The townspeople help to further the manifestation of the popular saying as, despite looking 'normal' to society, can be seen to embody the negative aspects of human nature, the seven deadly sins. En mass the townspeople partake in gluttony, greed, sloth and envy, through their constant vying to be the best, have the best and know the most. Examples of this include when Peg first brought Edward home, the women had nothing better to do than gossip non stop and then force themselves upon the Boggs family. Later, once Edwards artistic skill has been realised they quickly take advantage of his creativity, giving nothing in return, clamouring first for topiary shaping, dog grooming, haircuts. Here Burton is showing the greed of modern society, constantly want the next best thing, but also wanting it for free, and never being satisfied with just being. This is more clear once Edwards salon is an option, as now they will have to pay in return for his services. This, combined with the lies told by Joyce, embodying lust wrath and pride, and Edwards arrest thanks to the cruelty of Jim, quickly fuel rumours and negativity towards Edward. The townspeople quickly follow suit with no hard evidence, following like sheep, ostracising the outcast, shunning individuality as soon as it does not benefit them, literally driving him away, only being satisfied once they believe he is dead, and on top of all that, seemingly being un-phased by the fact their blind hatred has caused the death of a man who had only even been nice to them.

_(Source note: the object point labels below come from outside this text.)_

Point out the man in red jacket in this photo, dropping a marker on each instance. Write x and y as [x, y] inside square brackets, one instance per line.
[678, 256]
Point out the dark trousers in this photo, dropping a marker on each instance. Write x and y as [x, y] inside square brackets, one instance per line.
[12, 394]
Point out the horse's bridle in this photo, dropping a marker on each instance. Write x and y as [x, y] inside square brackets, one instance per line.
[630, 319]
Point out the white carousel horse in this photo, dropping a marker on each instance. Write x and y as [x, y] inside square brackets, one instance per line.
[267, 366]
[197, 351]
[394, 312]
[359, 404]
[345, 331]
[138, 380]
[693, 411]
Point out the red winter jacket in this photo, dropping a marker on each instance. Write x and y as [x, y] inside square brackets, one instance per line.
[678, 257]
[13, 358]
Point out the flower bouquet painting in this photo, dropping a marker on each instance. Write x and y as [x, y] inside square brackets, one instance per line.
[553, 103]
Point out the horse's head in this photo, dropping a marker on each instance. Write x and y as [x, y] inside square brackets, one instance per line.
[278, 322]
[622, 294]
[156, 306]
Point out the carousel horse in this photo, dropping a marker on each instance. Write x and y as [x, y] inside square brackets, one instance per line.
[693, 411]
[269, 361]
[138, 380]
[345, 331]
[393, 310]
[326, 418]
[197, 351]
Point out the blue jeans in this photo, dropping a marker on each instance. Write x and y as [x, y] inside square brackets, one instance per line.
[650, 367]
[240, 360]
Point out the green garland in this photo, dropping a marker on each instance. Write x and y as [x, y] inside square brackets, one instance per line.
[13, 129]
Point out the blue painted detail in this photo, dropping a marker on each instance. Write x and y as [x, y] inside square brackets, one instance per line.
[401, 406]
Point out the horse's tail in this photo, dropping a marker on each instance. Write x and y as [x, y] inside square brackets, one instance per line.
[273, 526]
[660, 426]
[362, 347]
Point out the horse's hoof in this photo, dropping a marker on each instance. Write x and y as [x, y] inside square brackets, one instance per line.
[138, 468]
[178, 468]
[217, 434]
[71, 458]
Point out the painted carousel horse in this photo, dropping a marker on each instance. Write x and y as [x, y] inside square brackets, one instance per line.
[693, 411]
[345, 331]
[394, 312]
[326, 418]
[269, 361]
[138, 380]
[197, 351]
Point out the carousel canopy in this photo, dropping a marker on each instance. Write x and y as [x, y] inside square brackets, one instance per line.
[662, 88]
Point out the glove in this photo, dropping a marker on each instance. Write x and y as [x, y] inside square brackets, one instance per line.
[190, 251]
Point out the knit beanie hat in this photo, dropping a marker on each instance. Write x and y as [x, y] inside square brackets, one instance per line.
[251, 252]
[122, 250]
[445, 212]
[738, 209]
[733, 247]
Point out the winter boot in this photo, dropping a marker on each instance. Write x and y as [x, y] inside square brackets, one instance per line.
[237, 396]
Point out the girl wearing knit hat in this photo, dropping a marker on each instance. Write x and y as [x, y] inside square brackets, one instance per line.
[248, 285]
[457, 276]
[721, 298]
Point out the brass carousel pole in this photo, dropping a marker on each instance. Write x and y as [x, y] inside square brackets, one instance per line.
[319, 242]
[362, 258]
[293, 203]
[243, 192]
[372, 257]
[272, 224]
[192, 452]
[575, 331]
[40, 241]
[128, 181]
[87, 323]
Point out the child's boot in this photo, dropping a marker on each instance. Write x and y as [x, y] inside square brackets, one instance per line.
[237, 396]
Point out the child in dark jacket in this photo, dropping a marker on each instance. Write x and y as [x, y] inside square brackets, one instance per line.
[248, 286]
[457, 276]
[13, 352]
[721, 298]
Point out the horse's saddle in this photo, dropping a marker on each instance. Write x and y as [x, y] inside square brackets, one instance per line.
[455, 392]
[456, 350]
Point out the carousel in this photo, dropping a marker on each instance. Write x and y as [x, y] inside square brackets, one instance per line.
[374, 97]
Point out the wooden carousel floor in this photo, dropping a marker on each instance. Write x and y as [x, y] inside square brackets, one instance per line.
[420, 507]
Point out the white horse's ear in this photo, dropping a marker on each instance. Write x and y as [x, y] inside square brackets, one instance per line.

The oxymoronic qualities of Edwards character and place in society are furthered from the quote from Jim (film still) "You can't touch anything without destroying it." This statement is not at all true for Edward, as although literally handicapped with destructive tools as hands, the only time he ever does anything destructive, without provocation from others, it is towards himself. Never once does he injure anyone or thing else out of his own malice. The same cannot be said for other people however, prime examples of this being Joyce, who because she didn't get what she wanted from Edward, ruined his name, and Jim because of his jealousy, embodying wrath, envy and pride, of Kims love for Edward. This once again puts across the message of not to judge a book by its cover, as although these two people look 'normal' and like any other inhabitant of the suburbia, they are actually horrible people.
Bassil-Morozow, H. (2010). Tim Burton. London: Routledge.
Drown, E. (2014). Edward Scissorhands and the Discourse of Normalcy. [online] Medium. Available at: https://medium.com/110-seconds-from-now/gentle-disruptions-b060098b5dc1#.400gi21d4
Perin, C. (1988). Belonging in America. Madison, Wis.: University of Wisconsin Press.